Re: You Can’t Lose What You Never Had
Kuznicki: I agree with almost all of what Horwitz writes here, though I will say there’s a mighty fine line between using secession as an interesting riff in libertarian theory, and using secession as a dog whistle to draw out the neo-Confederates. On one foot: While the right to secession for a just cause is inalienable, there’s an… interesting… tendency to forget all about causes, and justice, when talking about secession in the American context.
There surely is, and where it happens, including or especially among professed radical libertarians, it should be called out in the name of historical truth. But I’m not sure whether I understand the connection between your last sentence and the previous one. Are you claiming that the right of secession is qualified or limited if the motives behind secession include the pursuit or perpetuation of “an unjust cause”? If so, why?
If A is governing B, and B is violating C’s rights, and B ends up seceding from A in order to perpetuate the violation of C’s rights, then there may be a libertarian case for A having a right to intervene, as a third party, to aid C against B. Not because B lacked the right to secede, but because A has a right to intervene even against independent rights-violators in order to rescue their victims.

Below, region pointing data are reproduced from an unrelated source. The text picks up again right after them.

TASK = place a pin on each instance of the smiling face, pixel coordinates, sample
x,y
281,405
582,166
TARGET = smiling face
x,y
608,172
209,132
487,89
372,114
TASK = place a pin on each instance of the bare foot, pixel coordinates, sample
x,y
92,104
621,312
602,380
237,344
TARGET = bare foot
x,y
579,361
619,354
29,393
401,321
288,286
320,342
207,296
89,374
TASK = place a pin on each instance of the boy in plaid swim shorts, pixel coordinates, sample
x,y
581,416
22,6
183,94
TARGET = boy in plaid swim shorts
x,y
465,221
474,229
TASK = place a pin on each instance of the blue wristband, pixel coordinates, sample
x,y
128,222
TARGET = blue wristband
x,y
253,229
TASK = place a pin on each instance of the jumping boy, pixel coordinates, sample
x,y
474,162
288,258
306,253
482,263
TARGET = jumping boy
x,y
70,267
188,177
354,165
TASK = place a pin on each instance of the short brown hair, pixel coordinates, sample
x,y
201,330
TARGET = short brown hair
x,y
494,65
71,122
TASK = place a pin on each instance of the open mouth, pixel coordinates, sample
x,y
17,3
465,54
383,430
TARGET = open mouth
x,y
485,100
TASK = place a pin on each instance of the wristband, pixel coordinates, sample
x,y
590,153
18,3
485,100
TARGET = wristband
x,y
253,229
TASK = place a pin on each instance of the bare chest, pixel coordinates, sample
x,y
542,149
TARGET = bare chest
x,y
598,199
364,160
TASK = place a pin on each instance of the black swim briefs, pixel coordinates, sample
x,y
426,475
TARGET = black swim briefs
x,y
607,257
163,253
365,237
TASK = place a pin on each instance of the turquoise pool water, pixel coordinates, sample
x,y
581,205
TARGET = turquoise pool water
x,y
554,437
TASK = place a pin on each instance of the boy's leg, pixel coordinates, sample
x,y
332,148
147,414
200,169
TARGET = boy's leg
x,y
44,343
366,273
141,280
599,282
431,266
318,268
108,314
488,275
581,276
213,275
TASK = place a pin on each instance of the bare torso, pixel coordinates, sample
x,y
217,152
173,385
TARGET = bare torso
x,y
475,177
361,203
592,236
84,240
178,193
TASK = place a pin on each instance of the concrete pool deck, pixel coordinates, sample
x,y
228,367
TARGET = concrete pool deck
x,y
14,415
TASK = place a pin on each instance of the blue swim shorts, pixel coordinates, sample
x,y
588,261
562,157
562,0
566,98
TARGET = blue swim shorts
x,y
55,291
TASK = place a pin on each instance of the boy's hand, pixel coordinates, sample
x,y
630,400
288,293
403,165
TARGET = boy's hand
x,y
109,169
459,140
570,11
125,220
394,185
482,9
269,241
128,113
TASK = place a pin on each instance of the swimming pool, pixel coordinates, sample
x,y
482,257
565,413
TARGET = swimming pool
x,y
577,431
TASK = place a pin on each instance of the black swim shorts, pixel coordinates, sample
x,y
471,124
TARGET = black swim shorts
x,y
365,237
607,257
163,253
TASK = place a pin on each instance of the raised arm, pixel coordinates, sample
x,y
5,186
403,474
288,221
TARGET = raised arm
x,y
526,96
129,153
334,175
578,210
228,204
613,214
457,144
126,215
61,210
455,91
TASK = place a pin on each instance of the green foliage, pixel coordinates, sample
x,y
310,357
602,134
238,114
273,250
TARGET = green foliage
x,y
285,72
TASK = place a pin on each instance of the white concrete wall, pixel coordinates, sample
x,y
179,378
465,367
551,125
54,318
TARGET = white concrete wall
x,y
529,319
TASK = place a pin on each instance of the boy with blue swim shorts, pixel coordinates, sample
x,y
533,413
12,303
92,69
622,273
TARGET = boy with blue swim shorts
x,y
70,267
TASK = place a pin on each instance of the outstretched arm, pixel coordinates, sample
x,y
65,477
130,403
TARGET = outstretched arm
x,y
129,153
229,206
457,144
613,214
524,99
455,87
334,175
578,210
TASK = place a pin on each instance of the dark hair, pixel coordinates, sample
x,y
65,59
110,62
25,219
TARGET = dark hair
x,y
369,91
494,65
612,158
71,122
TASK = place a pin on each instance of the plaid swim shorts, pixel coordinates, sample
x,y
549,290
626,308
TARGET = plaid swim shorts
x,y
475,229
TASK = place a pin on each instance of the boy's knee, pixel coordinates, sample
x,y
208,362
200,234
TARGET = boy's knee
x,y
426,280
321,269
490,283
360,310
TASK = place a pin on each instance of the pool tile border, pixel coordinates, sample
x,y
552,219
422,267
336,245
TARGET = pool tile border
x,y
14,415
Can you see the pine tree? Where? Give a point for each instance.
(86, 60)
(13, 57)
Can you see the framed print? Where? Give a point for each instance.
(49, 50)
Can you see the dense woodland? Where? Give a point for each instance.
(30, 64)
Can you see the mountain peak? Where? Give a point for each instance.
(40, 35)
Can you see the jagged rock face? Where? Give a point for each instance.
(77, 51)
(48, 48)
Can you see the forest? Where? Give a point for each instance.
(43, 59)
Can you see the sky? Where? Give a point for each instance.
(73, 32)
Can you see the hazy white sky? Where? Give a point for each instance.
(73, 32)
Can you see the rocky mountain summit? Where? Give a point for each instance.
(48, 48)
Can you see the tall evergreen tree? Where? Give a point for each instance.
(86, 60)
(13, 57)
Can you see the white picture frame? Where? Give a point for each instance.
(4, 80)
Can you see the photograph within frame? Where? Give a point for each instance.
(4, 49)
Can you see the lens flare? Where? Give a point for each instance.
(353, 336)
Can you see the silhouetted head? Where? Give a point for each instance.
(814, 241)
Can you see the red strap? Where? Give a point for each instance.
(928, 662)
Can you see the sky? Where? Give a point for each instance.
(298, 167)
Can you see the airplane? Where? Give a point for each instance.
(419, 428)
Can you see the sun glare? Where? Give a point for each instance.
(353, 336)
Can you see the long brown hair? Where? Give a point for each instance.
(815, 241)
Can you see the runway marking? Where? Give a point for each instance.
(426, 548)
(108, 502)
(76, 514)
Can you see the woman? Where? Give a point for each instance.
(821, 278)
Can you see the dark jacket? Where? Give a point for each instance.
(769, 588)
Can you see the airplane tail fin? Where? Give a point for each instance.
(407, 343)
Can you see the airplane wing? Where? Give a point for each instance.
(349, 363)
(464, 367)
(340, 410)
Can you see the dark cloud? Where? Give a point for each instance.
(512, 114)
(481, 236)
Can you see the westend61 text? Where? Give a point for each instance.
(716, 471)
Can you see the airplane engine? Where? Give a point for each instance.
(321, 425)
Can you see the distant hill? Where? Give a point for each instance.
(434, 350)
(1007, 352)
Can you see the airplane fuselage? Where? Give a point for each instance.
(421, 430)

But if so, then the right to intervene that A enjoys is surely conditional on a number of factors (such as the availability of other means for rescuing C, whether the proposed intervention will or will not create a state of affairs that materially improves on the former situation for C, whether the proposed intervention will or will not involve sins of commission against innocent bystanders, etc.). And I can see no basis for saying that the injustice of the cause that motivates B’s secession provides any kind of basis for A to blast his way in, occupy the territory, and forcibly restore an open-ended, ongoing regime. If C’s human rights and A’s right to rescue jointly establish a right for A to intervene against B, then that right only goes as far as the actual task of rescuing C, and no further.